If we have one single ring $R$, then it is clear that $$R\hookrightarrow R[x]\twoheadrightarrow R,$$ in which the first arrow is the natural inclusion and the second arrow is evaluation in $0$, is the identity of $R$ and so is an isomorphism.
It seems that one could generalize this to our problem by considering the following morphism $$R_1\hookrightarrow R_1[x]\overset{\sim}{\to}R_2[x]\twoheadrightarrow R_2,$$ in which the middle arrow is our given isomorphism. This is clearly a ring homomorphism and intuitively it should be an isomorphism with $R_2\hookrightarrow R_2[x]\overset{\sim}{\to}R_1[x]\twoheadrightarrow R_1$ as inverse. Why doesn't this work?

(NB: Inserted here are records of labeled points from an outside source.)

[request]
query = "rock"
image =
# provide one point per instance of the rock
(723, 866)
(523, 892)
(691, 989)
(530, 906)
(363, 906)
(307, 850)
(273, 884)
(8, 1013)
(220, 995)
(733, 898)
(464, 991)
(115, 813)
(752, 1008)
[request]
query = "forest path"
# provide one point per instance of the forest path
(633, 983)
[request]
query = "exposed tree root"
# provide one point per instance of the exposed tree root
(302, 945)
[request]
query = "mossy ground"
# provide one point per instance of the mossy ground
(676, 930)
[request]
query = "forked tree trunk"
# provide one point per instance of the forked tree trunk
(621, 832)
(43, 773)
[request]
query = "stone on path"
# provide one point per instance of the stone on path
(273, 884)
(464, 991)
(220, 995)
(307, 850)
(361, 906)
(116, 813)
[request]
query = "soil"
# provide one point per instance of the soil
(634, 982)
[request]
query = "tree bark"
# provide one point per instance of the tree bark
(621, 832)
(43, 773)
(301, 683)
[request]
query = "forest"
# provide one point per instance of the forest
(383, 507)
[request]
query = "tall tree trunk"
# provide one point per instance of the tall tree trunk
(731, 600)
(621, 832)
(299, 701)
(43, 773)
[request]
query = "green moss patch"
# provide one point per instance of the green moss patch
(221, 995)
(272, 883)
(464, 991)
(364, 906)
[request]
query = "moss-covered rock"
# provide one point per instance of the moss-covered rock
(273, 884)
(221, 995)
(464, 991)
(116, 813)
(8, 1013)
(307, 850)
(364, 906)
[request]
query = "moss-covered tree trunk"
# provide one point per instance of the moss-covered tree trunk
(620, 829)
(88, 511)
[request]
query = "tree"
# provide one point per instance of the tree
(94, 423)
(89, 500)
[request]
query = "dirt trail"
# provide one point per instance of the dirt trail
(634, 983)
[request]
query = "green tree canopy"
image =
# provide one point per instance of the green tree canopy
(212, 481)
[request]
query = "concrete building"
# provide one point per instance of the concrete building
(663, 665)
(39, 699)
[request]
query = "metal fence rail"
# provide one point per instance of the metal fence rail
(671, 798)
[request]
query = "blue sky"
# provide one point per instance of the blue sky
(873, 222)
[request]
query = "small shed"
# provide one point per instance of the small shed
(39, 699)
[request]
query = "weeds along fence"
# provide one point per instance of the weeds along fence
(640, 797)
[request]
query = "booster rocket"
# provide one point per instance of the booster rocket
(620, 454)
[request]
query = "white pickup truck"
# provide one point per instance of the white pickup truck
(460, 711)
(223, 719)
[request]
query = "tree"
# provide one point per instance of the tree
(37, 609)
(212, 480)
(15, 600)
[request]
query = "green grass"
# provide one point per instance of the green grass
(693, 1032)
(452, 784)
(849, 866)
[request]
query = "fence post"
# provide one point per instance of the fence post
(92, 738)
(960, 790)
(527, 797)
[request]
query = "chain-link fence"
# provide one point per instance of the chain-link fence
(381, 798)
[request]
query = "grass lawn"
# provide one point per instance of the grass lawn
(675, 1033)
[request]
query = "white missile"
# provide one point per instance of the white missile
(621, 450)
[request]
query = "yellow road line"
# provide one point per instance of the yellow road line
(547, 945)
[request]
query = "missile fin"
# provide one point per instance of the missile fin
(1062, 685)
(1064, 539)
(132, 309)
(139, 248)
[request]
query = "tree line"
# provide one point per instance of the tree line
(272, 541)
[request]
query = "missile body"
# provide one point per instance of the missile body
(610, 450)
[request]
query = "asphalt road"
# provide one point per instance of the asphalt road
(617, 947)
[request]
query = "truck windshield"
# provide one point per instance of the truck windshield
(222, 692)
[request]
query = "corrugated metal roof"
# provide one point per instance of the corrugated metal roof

Here is a simpler example explaining why your construction does not work.
Consider the ring $R_1 = R_2 = \mathbb Z[t]$. Now, instead of the identity map between $R_1[x] = \mathbb Z[t,x]$ and $R_2[x] = \mathbb Z[t,x]$, look at the map that switches $x$ and $t$: $f(x,t) \mapsto f(t,x)$. This map is an isomorphism, but your composition $$ R_1\hookrightarrow R_1[x]\overset{\sim}{\to}R_2[x]\twoheadrightarrow R_2, $$ is not; it maps $t$ to $0$.
So, even in the case where there is an isomorphism between $R_1$ and $R_2$, your construction does not necessarily give one.